24 Prozent dieser Studien untersuchen nur die demografischen Daten der Nutzer. Sie zeigen etwa, dass der durchschnittliche Nutzer 130 Freunde hat, und eine größere Anzahl von bis zu 300 Freunden ihn für andere attraktiver erscheinen lässt. Sie zeigen auch, dass Nutzer unter 30 Jahren elfmal so viele Freunde haben wie ältere. Oder dass US-Teenies nicht nur beim Hochladen von Fotos und beim Posten privater Informationen viel unvorsichtiger sind als etwa deutsche, sondern insgesamt auch weniger emotional stabil, sozial verträglich und gewissenhaft.
Die meisten Studien beleuchten soziale Einflussnahme
19 Prozent der Studien beschäftigten sich mit der Motivation für die Nutzung des Netzwerks. Sie fanden zum Beispiel heraus, dass Facebook besonders Narzissten im mittleren Alter anlockt, dass das Anschauen des eigenen Profils selbstwertstärkend wirkt oder es einem garantiert die Laune vermiest, sich Urlaubsbilder von anderen anzusehen. Auch die Frage danach, ob Facebook einsame Menschen glücklicher macht wurde inzwischen beantwortet: Während aktives Kommunizieren auf Facebook ein gutes Mittel gegen Einsamkeit ist, verstärkt das passive Verfolgen des Newsfeeds das Gefühl eher.

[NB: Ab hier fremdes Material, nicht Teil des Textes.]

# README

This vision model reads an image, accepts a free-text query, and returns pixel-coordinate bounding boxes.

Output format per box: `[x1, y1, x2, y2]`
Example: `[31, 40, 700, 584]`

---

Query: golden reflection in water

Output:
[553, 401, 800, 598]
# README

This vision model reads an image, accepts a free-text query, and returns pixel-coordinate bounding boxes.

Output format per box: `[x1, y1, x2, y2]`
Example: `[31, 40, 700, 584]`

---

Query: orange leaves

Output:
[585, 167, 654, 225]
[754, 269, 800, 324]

In zwölf Prozent der Studien nahmen Forscher die Selbstpräsentation der Nutzer unter die Lupe. Ergebnis: Die Persönlichkeit des Nutzers wird, sofern das Netzwerk nicht beruflich, sondern privat genutzt wird, im Profil wahrheitsgemäß reflektiert – von den Fotos über die Status-Updates bis hin zu den Likes. Letztere geben zudem deutliche Hinweise auf die sexuelle Orientierung, politische Einstellung oder Religiosität.
Wie Facebook-Nutzer Chancen und Risiko abwägen, auf der sozialen Plattform Persönliches zu zeigen und zu teilen, untersuchten 18 Prozent der Studien. Diese ergaben etwa, dass noch 2005 fast die Hälfte der User ihre Adresse und Telefonnummer preisgab, während dazu zwei Jahre später nur noch zehn Prozent der neu angemeldeten Nutzer bereit waren. Das Bewusstsein für die Sensibilität privater Daten stieg also rasant.
27 Prozent der Untersuchungen beleuchteten soziale Interaktionen, allem voran soziale Einflussnahme auf Facebook. Sie zeigten eindrucksvoll, wie sich politische Einstellungen vor Wahlen von Freund zu Freund verbreiteten oder wie das soziale Netzwerk half, die Occupy-Bewegung am Laufen zu halten. Sie zeigen aber auch, wie sich vorhersagen lässt, welches Pärchen bald zusammenkommen oder sich trennen wird.
Daten sammeln und Daten manipulieren ist nicht das Gleiche
Oder, wie sich Nutzer von der Stimmung ihrer Freunde emotional anstecken lassen, wie das nun umstrittene Experiment von Adam Kramer zeigt. Bekamen die Nutzer mehr negative Posts ihrer Freunde zu sehen, tendierten sie ebenfalls zu mehr Negativität. Waren die gelisteten Posts positiv, schrieb auch der Nutzer mehr Positives. Dass gerade der lustige Vogel Kramer die Facebook-Gemeinde, aber auch Politiker, Rechtsanwälte und andere Forscher derart gegen sich aufbrachte, hatte einen guten Grund.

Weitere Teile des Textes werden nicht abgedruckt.